I recently wrote a blog post regarding my philosophy for Salesforce test methods.

  • I did make Case newCase=null but then I get: System.NullPointerException: Attempt to de-reference a null object. I also extending the Exception class and threw an error manually. But it shows that the error was not thrown inside the method save() so that line is still not covered. I implemented your solution and increased my coverage with 2% whoohooo!Thanks. – Thys Michels May 21 '13 at 4:49
2

Use the ApexPages.GetMessages() method. So your test method should look something like this:

public static testMethod void testMyController() {
    PageReference pageRef = Page.MyPage;
    Test.setCurrentPage(pageRef);

    thecontroller controller = new thecontroller();
    controller.save();

    System.assertequals('my error message',ApexPages.GetMessages().get(0).getSummary());
}
  • The exception is not thrown and get: System.ListException: List index out of bounds: 0 – Thys Michels May 21 '13 at 3:33
  • @ThysAndriesMichels that was just a sample. Like LaceySnr said you'll need to set up your controller so that the try block in the save method throws an exception. – Greg Grinberg May 21 '13 at 14:32
  • Thanks Greg, I can't find a easy way to setup my controller without apex throwing an null pointer exception and does not get caught. Do you have an easy way I can make my controller throw an error that can be caught? – Thys Michels May 21 '13 at 17:39
  • @ThysAndriesMichels It would really depend on the details of your controller and the save method. Can you get the page to throw an exception on save through normal usage?

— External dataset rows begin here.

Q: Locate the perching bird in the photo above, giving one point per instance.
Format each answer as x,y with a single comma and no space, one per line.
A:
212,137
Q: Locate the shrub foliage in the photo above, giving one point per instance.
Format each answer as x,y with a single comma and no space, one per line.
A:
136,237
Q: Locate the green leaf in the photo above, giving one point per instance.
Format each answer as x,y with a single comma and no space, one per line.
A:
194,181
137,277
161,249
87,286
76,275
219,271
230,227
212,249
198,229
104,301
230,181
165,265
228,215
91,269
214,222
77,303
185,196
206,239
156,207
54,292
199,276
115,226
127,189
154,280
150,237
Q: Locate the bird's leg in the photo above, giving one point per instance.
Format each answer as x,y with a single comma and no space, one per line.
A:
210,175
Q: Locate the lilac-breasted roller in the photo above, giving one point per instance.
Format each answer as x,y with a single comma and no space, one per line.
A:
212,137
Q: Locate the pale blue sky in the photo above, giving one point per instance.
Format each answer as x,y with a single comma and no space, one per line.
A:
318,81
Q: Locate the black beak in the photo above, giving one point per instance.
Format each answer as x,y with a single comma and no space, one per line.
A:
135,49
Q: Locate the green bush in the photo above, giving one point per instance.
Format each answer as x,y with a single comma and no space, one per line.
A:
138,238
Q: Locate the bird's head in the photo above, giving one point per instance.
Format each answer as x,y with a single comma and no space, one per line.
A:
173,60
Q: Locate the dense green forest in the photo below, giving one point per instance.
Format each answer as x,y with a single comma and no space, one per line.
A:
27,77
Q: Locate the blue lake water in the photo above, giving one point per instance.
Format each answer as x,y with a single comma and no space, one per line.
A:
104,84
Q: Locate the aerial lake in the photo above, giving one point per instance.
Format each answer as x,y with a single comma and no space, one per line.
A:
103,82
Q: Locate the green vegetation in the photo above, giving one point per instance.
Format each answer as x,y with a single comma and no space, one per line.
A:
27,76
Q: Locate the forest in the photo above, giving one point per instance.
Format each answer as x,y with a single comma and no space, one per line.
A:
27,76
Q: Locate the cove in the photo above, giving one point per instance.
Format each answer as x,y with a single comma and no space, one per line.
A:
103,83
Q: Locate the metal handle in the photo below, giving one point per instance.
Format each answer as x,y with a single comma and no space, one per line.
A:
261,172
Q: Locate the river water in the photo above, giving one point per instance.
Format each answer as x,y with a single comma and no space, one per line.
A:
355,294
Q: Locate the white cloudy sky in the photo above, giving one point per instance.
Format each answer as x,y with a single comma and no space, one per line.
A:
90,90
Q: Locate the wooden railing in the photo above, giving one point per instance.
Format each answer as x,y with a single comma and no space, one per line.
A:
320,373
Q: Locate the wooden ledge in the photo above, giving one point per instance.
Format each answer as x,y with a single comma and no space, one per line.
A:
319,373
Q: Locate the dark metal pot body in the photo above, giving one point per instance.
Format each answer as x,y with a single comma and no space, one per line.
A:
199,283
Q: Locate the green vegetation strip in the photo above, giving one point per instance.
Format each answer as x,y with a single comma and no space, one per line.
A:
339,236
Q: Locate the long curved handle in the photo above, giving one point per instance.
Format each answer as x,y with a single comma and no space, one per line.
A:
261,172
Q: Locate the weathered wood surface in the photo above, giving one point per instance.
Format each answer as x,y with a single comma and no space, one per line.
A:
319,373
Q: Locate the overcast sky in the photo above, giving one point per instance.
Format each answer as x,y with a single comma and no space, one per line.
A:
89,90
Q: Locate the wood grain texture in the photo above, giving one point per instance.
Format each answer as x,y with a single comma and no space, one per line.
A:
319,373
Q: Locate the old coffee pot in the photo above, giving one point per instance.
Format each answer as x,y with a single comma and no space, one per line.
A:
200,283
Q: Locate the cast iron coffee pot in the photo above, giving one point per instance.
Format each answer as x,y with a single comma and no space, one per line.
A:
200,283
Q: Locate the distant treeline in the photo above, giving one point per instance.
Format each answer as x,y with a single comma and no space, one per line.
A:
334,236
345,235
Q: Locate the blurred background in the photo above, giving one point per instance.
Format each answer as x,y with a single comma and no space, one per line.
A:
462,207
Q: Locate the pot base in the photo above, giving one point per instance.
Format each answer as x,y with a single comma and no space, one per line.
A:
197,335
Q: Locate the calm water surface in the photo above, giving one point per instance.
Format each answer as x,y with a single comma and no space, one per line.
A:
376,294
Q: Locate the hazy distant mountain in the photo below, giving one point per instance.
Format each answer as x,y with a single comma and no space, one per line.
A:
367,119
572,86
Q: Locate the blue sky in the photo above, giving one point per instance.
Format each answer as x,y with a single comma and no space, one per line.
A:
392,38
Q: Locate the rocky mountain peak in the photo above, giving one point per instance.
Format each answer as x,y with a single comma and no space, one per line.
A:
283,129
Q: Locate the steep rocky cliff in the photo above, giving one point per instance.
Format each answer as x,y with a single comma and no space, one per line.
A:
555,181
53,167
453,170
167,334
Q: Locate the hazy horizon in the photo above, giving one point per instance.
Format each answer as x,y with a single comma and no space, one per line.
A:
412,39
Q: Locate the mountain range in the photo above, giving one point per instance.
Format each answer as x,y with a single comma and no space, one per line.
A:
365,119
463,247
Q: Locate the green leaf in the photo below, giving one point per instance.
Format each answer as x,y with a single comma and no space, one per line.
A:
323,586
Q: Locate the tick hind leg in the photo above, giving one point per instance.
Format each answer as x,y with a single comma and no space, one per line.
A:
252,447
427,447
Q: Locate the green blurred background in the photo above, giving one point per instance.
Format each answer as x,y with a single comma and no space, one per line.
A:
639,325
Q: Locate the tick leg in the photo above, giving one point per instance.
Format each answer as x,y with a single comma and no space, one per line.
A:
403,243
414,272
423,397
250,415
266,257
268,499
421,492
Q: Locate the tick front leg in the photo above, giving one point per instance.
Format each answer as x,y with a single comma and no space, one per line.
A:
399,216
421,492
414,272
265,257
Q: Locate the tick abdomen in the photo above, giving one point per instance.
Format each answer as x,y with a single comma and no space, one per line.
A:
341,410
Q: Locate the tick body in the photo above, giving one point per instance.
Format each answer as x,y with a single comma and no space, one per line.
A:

Maybe by changing the record you are saving so that it fails a validation rule or something like that. – Greg Grinberg May 21 '13 at 18:20
1

My solution to this, especially for situations where exception catching does rollbacks that I want to verify in my test coverage is as follows:

First, a class FlowControl with static variables:

public without sharing class FlowControl {
  public enum   ForceFailure {FOO_FAIL,BAR_FAIL}; // add enums as needed
  private static Map<ForceFailure,Boolean>  forceFailureToEnabledMap = new Map<ForceFailure,Boolean>();
  static {resetAll();}
  public static boolean isForceFail(ForceFailure executionUnit) {return forceFailureToEnabledMap.get(executionUnit);}
  public static void setForceFail(ForceFailure executionUnit)   {forceFailureToEnabledMap.put(executionUnit,true);}
  public static void resetAll() {
    for (ForceFailure ff : ForceFailure.values())
        forceFailureToEnabledMap.put(ff,false);
    }
}

Then, in my code myFooMethod() where I care about getting test coverage on the catch block:

... code within myFooMethod()
try {
  // some code
  // just before the DML statement
  if (FlowControl.isForceFail(FlowControl.ForceFailure.FOO_FAIL)) {Integer i = 10 / 0;}  // divide by zero
  update someObj;
  }
catch (Exception e) {/* my exception code ... */}

And finally, in the testmethod that tests error handling:

...
FlowControl.setForceFail(FlowControl.ForceFailure.FOO_FAIL);
myFooMethod();
System.assert(/* my assertions to verify catch block did the right thing */ );

The advantages to this are:

(1) I can customize the exception thrown per use case. The example above throws a divide by zero exception because the catch block doesn't care what exception occurs in its catch logic. Your could create bogus ID fields, modify where clauses or force a known SObject validation rule to fail.

(2) I can set up multiple exception 'test triggers' that don't step on each other during a testmethod execution that spans multiple try-catch blocks scattered throughout your code

(3) A reset method to use when simulating within a single testmethod multiple end user interactions separated by page redirects or API events.

(4) You can get to the magic and satisfying 100% code coverage stats.

The disadvantage, of course, was already noted - your PROD codebase has code inserted to assist testcoverage - simple code and benign, but still unnecessary for PROD operations.